Again we sell the award winning steakn mushroom pie unbaked ready for you to bake. If you freeze your pie then I recommend that you leave your pie in the fridge for 4 – 5 hours or overnight to thaw before baking. Enjoy that tantalising aroma of pastry wafting around your house.
First simply place the pie on a baking tray, brush with a little non-dairy milk to brown and pop it into a preheated oven 180* or GM 6. Your oven should be hot to avoid a soggy bottom and create a crisp texture.
Next bake for about 30 minutes, depending on your oven, until the crust is golden and the pie heated through. Inserting a thin bladed knife or skewer into the middle of the pie and placing it lightly on your hand will let you know if the centre is heated.
Finally serve and bask in the glory of baking a delicious pie and it’s totally vegan!
Serve and bask in the glory
Serve with unctuous gravy, mash and vegetable such as asparagus or mash and liquor as in the time honoured East End way. However you serve our award winning steakn mushroom pie, you will be delighted to serve this tasty treat to your family. Then revel in the accolades when serving this delicious home-made pie!
What Makes a Good Pie?
Firstly you need to have a delicious filling. We taste test our filling many times trialling different flavour combinations before deciding on THE one.

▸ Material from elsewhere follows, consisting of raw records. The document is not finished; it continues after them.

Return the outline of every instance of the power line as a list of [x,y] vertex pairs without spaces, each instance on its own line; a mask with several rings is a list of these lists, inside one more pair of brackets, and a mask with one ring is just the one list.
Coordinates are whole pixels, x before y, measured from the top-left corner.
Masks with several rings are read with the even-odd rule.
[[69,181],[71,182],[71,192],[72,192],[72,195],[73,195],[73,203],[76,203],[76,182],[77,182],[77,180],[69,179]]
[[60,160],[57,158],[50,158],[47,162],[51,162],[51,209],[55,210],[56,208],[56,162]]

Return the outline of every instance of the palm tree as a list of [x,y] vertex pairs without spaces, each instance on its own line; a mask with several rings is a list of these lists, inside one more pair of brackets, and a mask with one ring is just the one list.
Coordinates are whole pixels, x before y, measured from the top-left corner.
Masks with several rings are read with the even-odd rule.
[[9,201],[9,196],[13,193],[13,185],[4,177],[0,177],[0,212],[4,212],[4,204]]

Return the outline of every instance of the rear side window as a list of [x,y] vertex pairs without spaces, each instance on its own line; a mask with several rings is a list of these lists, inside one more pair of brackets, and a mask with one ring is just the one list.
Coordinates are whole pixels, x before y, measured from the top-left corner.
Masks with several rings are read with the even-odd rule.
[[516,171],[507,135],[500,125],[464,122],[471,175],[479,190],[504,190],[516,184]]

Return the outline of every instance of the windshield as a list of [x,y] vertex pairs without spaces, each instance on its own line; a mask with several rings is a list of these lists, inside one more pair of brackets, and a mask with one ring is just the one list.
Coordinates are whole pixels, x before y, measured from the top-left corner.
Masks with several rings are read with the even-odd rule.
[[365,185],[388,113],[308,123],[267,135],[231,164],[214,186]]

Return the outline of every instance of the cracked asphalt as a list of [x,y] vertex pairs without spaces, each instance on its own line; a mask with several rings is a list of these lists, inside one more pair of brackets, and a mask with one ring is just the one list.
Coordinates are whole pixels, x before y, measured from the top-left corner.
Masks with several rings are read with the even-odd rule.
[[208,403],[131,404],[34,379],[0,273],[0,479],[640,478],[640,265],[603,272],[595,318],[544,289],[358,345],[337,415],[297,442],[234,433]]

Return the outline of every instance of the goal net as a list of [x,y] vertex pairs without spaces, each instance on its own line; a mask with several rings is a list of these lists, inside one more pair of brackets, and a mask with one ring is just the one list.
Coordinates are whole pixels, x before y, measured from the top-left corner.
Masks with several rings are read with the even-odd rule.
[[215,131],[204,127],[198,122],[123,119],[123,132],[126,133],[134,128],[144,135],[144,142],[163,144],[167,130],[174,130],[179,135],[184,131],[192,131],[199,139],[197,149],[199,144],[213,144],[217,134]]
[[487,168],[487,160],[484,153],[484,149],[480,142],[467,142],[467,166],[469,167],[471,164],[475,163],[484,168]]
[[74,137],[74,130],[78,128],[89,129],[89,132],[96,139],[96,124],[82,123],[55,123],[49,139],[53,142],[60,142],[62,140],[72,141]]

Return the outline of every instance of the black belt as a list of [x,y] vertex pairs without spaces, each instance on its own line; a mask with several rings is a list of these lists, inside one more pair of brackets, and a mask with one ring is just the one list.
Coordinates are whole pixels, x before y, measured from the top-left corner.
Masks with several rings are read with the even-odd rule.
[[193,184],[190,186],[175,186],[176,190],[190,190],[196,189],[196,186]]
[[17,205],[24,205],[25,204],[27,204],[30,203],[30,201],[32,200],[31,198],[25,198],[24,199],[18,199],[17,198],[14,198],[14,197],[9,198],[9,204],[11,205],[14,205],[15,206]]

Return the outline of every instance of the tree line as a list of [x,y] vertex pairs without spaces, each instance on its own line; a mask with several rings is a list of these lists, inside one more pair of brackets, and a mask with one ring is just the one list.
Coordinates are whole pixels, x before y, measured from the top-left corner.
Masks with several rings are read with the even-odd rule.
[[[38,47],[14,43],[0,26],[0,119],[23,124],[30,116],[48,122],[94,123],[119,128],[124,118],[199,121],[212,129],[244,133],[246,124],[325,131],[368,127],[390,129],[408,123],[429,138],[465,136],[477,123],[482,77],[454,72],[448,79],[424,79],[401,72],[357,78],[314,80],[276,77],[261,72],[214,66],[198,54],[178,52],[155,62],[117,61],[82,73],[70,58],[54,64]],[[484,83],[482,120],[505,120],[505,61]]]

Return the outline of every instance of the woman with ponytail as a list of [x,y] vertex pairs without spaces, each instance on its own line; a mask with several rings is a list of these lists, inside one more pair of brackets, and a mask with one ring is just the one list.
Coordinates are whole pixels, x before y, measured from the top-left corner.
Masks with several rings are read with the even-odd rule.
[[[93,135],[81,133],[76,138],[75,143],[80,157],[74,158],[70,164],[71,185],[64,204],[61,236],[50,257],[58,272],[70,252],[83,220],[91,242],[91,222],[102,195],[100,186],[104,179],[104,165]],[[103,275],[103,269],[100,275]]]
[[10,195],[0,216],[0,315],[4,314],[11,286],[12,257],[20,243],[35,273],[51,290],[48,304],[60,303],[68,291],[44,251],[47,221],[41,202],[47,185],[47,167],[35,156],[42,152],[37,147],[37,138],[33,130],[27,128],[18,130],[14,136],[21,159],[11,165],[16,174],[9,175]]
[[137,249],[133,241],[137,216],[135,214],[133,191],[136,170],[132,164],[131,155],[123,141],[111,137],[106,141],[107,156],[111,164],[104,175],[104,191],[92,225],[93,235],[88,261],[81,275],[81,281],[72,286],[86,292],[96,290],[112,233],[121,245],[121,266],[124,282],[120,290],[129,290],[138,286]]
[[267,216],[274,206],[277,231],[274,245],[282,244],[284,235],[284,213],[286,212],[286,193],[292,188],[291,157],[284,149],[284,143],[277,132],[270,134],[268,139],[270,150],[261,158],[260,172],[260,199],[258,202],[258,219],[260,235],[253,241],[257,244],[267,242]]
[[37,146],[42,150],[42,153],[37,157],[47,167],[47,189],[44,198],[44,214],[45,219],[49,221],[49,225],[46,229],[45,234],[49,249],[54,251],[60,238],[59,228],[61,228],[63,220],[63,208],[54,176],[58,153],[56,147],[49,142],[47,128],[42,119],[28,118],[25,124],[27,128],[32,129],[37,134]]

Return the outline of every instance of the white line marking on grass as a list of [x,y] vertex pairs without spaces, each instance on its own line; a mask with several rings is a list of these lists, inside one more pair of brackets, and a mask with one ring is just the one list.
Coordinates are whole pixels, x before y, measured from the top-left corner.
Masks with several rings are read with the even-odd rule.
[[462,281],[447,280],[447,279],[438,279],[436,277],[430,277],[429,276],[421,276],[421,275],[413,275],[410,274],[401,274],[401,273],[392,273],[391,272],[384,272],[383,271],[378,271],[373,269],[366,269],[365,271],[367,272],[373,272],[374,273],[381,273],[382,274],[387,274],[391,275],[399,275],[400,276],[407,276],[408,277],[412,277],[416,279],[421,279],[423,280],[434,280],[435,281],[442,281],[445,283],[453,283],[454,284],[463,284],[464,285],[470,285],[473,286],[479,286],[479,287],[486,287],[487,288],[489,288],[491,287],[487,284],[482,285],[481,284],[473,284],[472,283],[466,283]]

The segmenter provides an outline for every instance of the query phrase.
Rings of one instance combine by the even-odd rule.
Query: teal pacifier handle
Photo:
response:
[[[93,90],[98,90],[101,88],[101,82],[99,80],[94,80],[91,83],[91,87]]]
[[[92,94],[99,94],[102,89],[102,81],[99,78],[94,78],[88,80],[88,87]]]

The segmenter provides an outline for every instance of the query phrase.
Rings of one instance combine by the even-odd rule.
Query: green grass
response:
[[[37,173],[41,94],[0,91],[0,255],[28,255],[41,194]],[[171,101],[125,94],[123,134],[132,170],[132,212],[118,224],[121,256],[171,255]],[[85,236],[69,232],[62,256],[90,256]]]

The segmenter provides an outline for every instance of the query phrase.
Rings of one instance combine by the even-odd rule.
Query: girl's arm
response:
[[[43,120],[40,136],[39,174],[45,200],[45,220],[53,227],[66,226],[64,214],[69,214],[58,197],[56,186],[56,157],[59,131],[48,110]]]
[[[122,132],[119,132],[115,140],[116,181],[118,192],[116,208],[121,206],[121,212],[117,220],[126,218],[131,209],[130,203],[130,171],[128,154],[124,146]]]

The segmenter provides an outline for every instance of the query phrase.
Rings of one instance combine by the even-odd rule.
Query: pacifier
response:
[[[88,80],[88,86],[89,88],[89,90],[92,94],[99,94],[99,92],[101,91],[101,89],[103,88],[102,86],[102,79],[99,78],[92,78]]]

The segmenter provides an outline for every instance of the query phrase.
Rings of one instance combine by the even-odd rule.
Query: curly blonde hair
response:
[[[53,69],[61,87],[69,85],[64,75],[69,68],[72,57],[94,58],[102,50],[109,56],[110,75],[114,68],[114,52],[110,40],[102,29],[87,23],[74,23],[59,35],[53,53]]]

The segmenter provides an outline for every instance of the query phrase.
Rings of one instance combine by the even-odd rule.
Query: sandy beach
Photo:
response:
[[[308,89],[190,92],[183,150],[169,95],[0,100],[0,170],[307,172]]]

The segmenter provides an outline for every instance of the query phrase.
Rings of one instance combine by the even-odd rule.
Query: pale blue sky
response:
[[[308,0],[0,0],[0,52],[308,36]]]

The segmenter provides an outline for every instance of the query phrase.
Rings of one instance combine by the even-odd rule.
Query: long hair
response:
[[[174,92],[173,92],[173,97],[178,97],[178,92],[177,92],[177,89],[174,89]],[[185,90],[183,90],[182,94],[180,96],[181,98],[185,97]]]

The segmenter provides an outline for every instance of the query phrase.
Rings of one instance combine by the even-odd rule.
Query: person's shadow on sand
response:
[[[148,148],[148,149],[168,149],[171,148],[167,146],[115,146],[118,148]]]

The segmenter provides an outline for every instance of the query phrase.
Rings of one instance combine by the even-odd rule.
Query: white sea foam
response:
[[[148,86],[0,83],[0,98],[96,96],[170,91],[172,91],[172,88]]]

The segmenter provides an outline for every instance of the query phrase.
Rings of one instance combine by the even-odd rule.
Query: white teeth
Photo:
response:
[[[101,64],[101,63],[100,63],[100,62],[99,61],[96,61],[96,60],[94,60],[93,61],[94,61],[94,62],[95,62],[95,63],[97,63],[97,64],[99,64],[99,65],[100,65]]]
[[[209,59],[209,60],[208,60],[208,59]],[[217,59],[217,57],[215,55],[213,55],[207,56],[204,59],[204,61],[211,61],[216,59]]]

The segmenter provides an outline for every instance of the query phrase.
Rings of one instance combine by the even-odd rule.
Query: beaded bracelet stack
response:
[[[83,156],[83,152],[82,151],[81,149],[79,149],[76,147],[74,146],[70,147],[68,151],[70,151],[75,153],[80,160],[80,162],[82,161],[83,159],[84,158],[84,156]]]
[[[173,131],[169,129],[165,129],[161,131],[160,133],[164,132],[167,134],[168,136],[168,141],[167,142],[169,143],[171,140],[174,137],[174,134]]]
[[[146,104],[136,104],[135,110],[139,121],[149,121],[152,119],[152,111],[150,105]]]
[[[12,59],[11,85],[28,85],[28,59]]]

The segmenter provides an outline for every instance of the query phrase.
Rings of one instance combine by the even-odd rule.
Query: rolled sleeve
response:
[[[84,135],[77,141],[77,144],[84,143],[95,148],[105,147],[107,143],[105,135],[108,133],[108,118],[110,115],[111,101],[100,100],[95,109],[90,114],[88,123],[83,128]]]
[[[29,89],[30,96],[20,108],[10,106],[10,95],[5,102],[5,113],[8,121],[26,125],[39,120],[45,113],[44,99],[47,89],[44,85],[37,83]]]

Next its the pastry. We often receive comments on how light and crisp our pastry is. We line our pastry case with just the right thickness of pastry. If the pastry is too thin then the pie will not hold together when cut: too thick then you loose the delicious mouthfeel.
Then the amount of filling is crucial. Too little and you end up with a gap between your filling and the pastry lid. That gap can mean a gap in filling your tummy. We pack a generous amount of filling into our pies so that even if the lid does rise up, there’s not gap in tummies.
Finally it’s the lid of the pie. Again this needs to be the right thickness to cook evenly and give that satisfaction that only a delicious pie can bring.
So we consider each element carefully and combine them to produce something delicious.
Testing our pies. Again we ask our family and friends to try our pies. We have to be confident in each element of the pie before launching it as a new line.